AWS Launches Strands Agents Open Source SDK for AI Development
AWS introduces Strands Agents, an open source SDK designed to simplify AI agent development with a model-driven approach, enabling rapid deployment from local testing to production.
Amazon Web Services (AWS) has announced the launch of Strands Agents, an open source SDK that streamlines the creation and deployment of AI agents. Designed with a model-driven approach, Strands allows developers to build and run AI agents with minimal code, scaling from simple to complex use cases. The SDK is already in use by multiple AWS teams, including Amazon Q Developer, AWS Glue, and VPC Reachability Analyzer.

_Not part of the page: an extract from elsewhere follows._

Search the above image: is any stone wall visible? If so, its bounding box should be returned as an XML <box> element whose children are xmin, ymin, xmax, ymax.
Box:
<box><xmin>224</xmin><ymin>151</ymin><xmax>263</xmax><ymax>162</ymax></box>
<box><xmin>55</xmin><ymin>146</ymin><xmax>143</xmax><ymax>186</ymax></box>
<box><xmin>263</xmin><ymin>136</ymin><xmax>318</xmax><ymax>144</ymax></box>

Key Features of Strands Agents
- Simplified Development: Unlike traditional frameworks requiring complex workflows, Strands leverages state-of-the-art models to handle planning, tool execution, and reflection autonomously.
- Flexible Model Support: Compatible with models from Amazon Bedrock, Anthropic, Ollama, Meta, and others via LiteLLM.
- Tool Integration: Supports thousands of pre-built tools through the Model Context Protocol (MCP) and custom Python functions.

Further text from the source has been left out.